Joshua T. White
The U.S.-India defense and security relationship has continued to deepen, aided by robust political commitments in both countries and converging concern about growing Chinese assertiveness across the Indo-Pacific. The United States and India have expanded their defense activities and consultations, and recently concluded two additional so-called “foundational defense agreements,” capping off a nearly two-decade effort by U.S. policymakers to formalize the legal sinews of operational defense cooperation. This positive trajectory is, however, by no means guaranteed to continue apace. There are rising concerns in the United States about India’s fiscal limitations, its ties with Russia, its ponderous response to a pattern of Chinese provocations on its border, and its drift toward illiberal majoritarian politics.
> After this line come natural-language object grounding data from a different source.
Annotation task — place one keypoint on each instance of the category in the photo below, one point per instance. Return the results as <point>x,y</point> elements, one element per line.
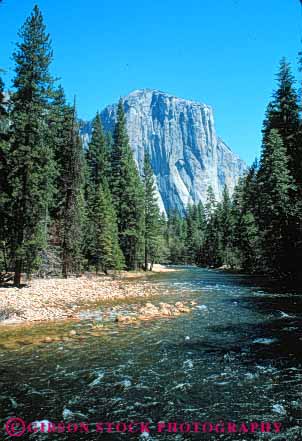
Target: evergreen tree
<point>4,191</point>
<point>225,228</point>
<point>283,115</point>
<point>105,249</point>
<point>30,157</point>
<point>211,246</point>
<point>245,243</point>
<point>195,231</point>
<point>127,195</point>
<point>275,186</point>
<point>152,215</point>
<point>97,154</point>
<point>71,214</point>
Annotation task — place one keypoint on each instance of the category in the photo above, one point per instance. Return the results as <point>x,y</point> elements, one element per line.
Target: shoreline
<point>45,300</point>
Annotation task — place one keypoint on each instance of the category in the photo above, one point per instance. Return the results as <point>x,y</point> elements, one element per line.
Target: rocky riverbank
<point>61,299</point>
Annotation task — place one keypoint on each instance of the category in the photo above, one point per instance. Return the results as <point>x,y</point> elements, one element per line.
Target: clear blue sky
<point>224,53</point>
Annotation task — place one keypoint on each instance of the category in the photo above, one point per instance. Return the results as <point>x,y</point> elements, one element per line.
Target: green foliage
<point>71,213</point>
<point>30,157</point>
<point>127,195</point>
<point>105,250</point>
<point>152,231</point>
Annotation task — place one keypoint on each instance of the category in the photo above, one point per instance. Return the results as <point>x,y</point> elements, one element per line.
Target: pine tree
<point>127,194</point>
<point>152,215</point>
<point>283,115</point>
<point>105,249</point>
<point>245,242</point>
<point>195,231</point>
<point>4,191</point>
<point>275,185</point>
<point>71,214</point>
<point>225,228</point>
<point>97,154</point>
<point>211,244</point>
<point>30,157</point>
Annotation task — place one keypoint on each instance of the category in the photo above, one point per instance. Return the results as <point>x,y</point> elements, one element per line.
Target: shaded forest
<point>65,209</point>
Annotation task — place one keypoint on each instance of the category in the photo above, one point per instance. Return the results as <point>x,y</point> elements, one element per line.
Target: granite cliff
<point>186,154</point>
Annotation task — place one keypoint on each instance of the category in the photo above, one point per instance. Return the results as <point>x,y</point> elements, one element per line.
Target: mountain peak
<point>187,156</point>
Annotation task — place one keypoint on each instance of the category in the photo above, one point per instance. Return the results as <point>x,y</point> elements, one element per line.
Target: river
<point>236,357</point>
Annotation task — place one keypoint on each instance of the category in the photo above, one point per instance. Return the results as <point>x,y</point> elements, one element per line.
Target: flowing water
<point>236,357</point>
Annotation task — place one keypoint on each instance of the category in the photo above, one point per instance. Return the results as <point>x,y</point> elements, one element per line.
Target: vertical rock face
<point>186,154</point>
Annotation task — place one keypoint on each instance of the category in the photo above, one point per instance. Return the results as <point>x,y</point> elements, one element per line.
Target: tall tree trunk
<point>146,257</point>
<point>18,271</point>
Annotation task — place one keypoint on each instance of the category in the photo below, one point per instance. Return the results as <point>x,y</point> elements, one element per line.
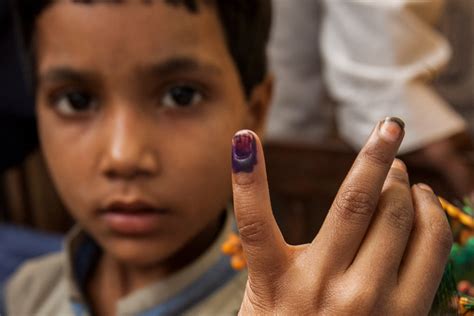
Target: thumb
<point>262,241</point>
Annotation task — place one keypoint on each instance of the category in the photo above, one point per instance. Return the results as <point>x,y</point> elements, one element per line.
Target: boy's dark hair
<point>246,24</point>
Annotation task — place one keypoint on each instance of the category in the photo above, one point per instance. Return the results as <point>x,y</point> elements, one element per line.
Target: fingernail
<point>425,187</point>
<point>398,164</point>
<point>392,128</point>
<point>244,152</point>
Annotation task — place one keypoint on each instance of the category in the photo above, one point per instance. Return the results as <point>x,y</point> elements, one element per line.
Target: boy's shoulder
<point>39,286</point>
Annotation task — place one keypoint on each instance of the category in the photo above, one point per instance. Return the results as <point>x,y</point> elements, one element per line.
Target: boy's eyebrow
<point>181,64</point>
<point>60,74</point>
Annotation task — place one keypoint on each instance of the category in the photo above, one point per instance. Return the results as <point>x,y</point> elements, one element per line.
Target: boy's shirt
<point>52,284</point>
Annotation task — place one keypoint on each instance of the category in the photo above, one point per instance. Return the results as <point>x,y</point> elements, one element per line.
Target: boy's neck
<point>113,280</point>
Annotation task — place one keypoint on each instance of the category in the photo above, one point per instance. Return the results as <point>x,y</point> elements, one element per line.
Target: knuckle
<point>398,176</point>
<point>252,230</point>
<point>354,203</point>
<point>399,215</point>
<point>377,155</point>
<point>359,297</point>
<point>441,234</point>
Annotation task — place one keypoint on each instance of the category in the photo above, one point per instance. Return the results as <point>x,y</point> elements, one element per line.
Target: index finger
<point>350,215</point>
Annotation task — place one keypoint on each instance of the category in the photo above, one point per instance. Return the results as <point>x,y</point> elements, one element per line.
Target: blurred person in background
<point>376,59</point>
<point>17,123</point>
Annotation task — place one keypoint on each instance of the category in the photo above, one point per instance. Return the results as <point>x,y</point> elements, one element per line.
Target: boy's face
<point>137,104</point>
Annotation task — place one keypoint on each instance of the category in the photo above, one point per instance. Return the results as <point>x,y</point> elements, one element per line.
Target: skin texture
<point>381,250</point>
<point>125,141</point>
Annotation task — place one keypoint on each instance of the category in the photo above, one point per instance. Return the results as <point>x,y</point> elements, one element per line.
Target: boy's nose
<point>129,152</point>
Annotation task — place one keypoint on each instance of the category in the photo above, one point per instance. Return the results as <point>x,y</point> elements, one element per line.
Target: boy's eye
<point>74,102</point>
<point>181,96</point>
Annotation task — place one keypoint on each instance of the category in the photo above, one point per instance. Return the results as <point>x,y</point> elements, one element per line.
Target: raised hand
<point>381,250</point>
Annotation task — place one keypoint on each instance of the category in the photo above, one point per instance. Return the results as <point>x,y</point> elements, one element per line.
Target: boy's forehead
<point>117,33</point>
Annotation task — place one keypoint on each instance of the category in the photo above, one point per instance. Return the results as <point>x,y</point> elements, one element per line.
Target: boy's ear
<point>259,104</point>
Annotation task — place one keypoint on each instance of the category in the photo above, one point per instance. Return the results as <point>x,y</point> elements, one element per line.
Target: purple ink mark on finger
<point>244,152</point>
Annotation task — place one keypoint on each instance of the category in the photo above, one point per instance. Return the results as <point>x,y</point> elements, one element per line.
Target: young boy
<point>137,102</point>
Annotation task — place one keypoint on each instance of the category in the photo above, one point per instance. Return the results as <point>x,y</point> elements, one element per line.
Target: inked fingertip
<point>392,129</point>
<point>244,151</point>
<point>399,164</point>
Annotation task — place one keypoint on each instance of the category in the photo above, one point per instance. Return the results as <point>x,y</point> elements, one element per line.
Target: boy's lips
<point>132,218</point>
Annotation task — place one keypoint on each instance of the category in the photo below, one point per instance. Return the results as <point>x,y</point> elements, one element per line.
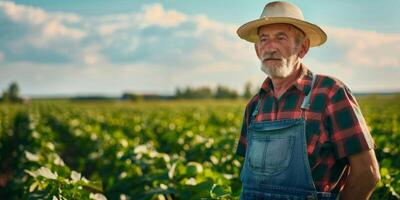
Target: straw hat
<point>282,12</point>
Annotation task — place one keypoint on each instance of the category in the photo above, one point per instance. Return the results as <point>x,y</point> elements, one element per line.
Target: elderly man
<point>303,134</point>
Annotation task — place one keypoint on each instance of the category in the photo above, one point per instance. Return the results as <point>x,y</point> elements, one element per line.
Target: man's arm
<point>363,177</point>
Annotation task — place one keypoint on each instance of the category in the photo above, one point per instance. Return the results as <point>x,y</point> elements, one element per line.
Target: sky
<point>76,47</point>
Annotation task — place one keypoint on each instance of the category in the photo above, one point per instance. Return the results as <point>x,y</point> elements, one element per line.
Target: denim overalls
<point>276,163</point>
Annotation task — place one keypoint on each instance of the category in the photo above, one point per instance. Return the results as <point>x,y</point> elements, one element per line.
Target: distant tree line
<point>11,94</point>
<point>204,92</point>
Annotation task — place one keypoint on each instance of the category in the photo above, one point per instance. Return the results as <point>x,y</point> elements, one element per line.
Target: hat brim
<point>249,30</point>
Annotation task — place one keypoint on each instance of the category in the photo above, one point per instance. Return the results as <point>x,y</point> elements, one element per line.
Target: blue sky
<point>109,47</point>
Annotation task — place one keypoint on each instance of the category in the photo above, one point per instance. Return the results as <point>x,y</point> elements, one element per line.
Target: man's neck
<point>282,84</point>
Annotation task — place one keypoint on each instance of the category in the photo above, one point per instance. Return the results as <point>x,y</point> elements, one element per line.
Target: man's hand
<point>363,177</point>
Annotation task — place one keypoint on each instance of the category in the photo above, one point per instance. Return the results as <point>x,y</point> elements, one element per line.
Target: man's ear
<point>305,46</point>
<point>257,52</point>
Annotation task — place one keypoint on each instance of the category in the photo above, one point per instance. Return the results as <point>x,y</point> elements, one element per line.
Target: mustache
<point>273,55</point>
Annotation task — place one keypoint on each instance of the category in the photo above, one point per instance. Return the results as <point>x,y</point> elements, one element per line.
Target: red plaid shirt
<point>335,127</point>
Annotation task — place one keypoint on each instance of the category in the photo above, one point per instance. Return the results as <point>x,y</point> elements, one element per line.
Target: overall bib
<point>276,163</point>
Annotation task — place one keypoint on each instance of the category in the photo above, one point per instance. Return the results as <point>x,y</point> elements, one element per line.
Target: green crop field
<point>148,150</point>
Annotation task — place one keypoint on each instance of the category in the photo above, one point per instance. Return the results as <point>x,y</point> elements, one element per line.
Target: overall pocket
<point>269,155</point>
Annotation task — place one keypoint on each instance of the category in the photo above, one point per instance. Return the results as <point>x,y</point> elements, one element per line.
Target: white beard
<point>278,71</point>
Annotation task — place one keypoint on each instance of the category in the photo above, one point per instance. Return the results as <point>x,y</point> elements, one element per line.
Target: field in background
<point>148,150</point>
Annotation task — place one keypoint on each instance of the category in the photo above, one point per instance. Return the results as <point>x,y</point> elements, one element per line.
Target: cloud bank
<point>154,49</point>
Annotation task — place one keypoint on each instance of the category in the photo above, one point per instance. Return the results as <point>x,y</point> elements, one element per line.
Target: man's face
<point>278,50</point>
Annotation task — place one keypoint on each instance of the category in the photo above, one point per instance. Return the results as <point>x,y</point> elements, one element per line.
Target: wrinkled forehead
<point>281,27</point>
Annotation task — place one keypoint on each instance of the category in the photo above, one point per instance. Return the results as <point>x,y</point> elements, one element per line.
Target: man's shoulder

In addition, the Biden administration will likely seek, for good reason, to rebalance the bilateral relationship away from a disproportionate focus on security issues in order to address a wider array of topics including global health, energy and climate change, and technology cooperation.
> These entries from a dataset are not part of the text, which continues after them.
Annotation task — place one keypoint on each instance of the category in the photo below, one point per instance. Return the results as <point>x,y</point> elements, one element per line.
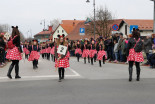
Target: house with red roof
<point>71,28</point>
<point>145,26</point>
<point>66,27</point>
<point>44,35</point>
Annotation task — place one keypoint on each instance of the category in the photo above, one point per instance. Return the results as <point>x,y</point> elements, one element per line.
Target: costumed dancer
<point>34,56</point>
<point>78,51</point>
<point>52,50</point>
<point>48,49</point>
<point>92,51</point>
<point>15,52</point>
<point>26,49</point>
<point>101,53</point>
<point>134,53</point>
<point>43,49</point>
<point>61,61</point>
<point>85,53</point>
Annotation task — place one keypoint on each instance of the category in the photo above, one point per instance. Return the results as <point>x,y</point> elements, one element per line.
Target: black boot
<point>100,63</point>
<point>9,71</point>
<point>138,74</point>
<point>91,61</point>
<point>130,74</point>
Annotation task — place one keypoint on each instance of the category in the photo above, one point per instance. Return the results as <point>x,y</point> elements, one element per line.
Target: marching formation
<point>60,49</point>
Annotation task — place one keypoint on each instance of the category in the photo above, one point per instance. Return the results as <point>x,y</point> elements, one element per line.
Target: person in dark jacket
<point>147,47</point>
<point>14,54</point>
<point>134,56</point>
<point>34,56</point>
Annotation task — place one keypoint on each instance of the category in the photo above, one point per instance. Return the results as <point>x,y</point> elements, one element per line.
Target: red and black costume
<point>34,56</point>
<point>26,50</point>
<point>85,53</point>
<point>78,51</point>
<point>63,61</point>
<point>48,50</point>
<point>14,54</point>
<point>134,53</point>
<point>101,54</point>
<point>92,53</point>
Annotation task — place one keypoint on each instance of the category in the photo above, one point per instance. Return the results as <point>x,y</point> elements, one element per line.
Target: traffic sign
<point>115,27</point>
<point>82,31</point>
<point>133,26</point>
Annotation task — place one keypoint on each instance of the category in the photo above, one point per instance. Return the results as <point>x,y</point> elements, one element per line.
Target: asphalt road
<point>84,84</point>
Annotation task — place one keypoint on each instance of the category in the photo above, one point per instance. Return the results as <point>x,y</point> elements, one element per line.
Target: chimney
<point>50,28</point>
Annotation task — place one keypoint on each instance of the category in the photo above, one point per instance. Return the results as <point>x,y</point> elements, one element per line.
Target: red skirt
<point>78,50</point>
<point>27,51</point>
<point>34,56</point>
<point>43,51</point>
<point>48,49</point>
<point>92,53</point>
<point>64,63</point>
<point>85,53</point>
<point>135,56</point>
<point>52,51</point>
<point>13,54</point>
<point>101,54</point>
<point>68,55</point>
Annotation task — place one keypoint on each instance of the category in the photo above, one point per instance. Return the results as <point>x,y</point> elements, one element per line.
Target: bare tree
<point>5,28</point>
<point>103,22</point>
<point>55,23</point>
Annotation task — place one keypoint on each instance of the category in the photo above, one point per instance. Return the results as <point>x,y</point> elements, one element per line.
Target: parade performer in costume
<point>15,52</point>
<point>134,53</point>
<point>34,56</point>
<point>85,53</point>
<point>61,61</point>
<point>101,53</point>
<point>92,51</point>
<point>43,49</point>
<point>26,49</point>
<point>78,51</point>
<point>48,49</point>
<point>52,50</point>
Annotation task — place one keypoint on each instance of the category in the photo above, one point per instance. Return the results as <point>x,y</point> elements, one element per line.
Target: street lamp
<point>94,17</point>
<point>154,17</point>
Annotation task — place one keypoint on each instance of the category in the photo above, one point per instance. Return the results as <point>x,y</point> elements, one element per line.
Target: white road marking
<point>46,76</point>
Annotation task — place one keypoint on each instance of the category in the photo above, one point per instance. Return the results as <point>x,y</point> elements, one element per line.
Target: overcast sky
<point>27,14</point>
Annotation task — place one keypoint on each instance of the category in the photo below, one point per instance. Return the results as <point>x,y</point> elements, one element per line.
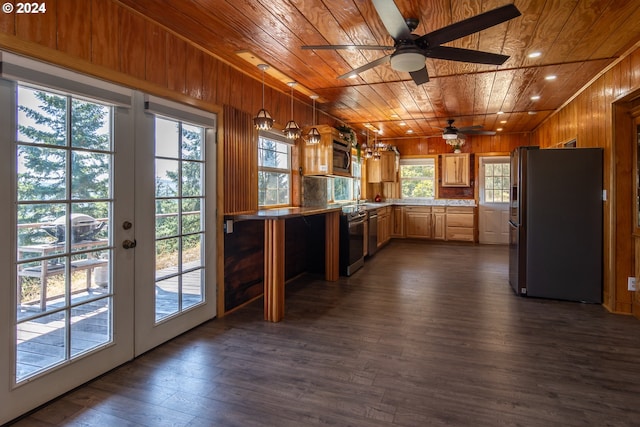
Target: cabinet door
<point>374,174</point>
<point>438,218</point>
<point>418,222</point>
<point>388,166</point>
<point>397,219</point>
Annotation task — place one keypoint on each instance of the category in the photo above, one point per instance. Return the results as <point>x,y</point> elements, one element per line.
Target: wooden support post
<point>274,269</point>
<point>332,246</point>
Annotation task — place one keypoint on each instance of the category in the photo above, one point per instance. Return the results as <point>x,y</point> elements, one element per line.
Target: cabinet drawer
<point>418,209</point>
<point>464,234</point>
<point>459,220</point>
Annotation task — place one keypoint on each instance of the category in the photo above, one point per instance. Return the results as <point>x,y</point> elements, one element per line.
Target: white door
<point>67,284</point>
<point>493,213</point>
<point>176,241</point>
<point>110,216</point>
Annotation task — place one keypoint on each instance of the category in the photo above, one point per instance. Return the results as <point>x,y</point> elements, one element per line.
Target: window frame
<point>483,188</point>
<point>420,161</point>
<point>270,169</point>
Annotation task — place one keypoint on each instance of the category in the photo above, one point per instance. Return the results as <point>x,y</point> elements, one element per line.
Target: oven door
<point>356,240</point>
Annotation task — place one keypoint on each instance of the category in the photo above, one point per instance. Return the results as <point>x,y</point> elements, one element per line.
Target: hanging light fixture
<point>263,120</point>
<point>368,152</point>
<point>376,147</point>
<point>292,130</point>
<point>313,137</point>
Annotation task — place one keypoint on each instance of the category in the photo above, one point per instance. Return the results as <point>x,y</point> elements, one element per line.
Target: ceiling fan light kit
<point>263,120</point>
<point>407,61</point>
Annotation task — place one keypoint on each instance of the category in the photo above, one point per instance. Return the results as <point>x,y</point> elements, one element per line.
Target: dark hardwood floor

In light of these dynamics, this paper presents a practical agenda for the next phase of the U.S.-India defense and security relationship — one that builds incrementally on the progress that has been made, responds to the changing regional security environment, and accounts for both governments’ political and capacity constraints. It begins by arguing that the United States can do more to articulate its key priorities in engaging India on security issues: first, supporting India’s rise as a constructive global leader and counterweight to Chinese influence; second, limiting China’s ability to coerce India and other states in South Asia; and third, mitigating the risks, and enabling de-escalation, of inevitable India-Pakistan and India-China crises. It also makes a case for charting reasonably ambitious defense and security goals and avoiding crude conditionalities that would likely prove counterproductive.